He loved cake decorating in particular, so when a 1,200-square-foot bakery on Allegheny River Boulevard became available (its owner died 10 days after opening in 1987), Serrao — then 27— talked his wife into purchasing it.
“I was day baker, cake decorator, everything,” he said.
In 1993, the couple moved the growing business to a larger location on Allegheny Avenue, and as they got busier, added indoor and outdoor dining along with a warehouse for storing packaging and ingredients.
Their son Tony — who also knew from an early age that he wanted to be a baker — came on board in 2008, after attending the American Institute of Baking in Kansas.
“That really took [us] to the next level,” his father said.
With the business still growing, the family expanded once again in 2019, moving to an 18,000-square-foot building at the corner of Hulton Road and Third Street.
Serrao said the sleek, functional design was inspired by a visit to Porto’s Bakery, a small chain in California known for its high-quality baked goods and eye-catching aesthetic.
“People said, ‘You can’t build that in Pittsburgh!” he recalled with a laugh.

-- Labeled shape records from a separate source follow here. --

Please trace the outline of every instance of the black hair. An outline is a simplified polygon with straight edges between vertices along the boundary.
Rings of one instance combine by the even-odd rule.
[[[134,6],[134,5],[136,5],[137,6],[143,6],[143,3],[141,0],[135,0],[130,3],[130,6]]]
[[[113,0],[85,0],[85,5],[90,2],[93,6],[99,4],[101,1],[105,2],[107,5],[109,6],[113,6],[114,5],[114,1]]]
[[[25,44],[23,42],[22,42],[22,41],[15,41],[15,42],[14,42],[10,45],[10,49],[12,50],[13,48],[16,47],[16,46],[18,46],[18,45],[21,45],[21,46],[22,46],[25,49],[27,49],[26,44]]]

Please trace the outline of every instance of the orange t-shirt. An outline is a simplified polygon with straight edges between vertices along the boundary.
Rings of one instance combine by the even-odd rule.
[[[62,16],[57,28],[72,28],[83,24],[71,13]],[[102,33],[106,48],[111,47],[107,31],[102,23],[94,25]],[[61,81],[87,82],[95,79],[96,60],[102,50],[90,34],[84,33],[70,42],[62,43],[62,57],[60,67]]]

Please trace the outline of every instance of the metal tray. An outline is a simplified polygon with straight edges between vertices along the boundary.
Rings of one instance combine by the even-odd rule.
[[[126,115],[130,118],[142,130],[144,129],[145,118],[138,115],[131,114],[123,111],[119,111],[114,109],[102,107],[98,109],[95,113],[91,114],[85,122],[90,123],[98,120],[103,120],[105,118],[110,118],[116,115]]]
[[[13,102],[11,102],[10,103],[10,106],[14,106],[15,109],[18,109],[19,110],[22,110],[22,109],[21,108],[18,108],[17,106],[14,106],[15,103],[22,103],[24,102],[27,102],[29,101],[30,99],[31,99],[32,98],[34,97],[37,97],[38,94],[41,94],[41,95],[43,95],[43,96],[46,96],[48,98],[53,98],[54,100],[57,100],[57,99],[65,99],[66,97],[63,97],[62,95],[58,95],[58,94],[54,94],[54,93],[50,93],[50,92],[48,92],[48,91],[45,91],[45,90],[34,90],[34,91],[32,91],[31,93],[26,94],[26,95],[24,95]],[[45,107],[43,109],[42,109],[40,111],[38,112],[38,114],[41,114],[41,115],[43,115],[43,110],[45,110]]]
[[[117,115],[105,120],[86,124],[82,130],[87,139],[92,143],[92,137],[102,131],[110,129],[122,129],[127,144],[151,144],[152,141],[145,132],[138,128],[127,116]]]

But with a customer base that draws from all around Pittsburgh, he was sure he could.
“My goal early on was to become a destination, and that’s what we are.”
One reason may be because of the enormous selection in the 5,000-square-foot retail space designed by Desmone Architects. It includes separate cases for various types of baked goods, and seating for 80 diners next to floor-to-ceiling windows that flood the bakery with natural light.
To accommodate all the extra mouths the bakery expects to serve over the course of the Open, Serrao is adding 50 college and high school students to his staff of 225.
He expects some of his customers this week and next will to include pro golfers — Paula Creamer was so impressed by its breakfast sandwiches during the week of the 2010 Open that she ate one every day and included a shout-out to the bakery in a recent video. As a a non-golfer, he readily admits he probably wouldn’t recognize them. And even if he did, he’ll probably be too busy to look up.
Tony Serrao agreed that the hustle and bustle of the daily business can’t be beat. “Seeing all the regulars or out-of-state license plates ... it’s such a cool thing.”
Even when they’re not on site, he said, his mother complains that the bakery is all they talk about. “But what else is there?”
Case in point: When he found out his wife was pregnant with twins eight years ago, the first thing he thought was: “Day baker, night baker.”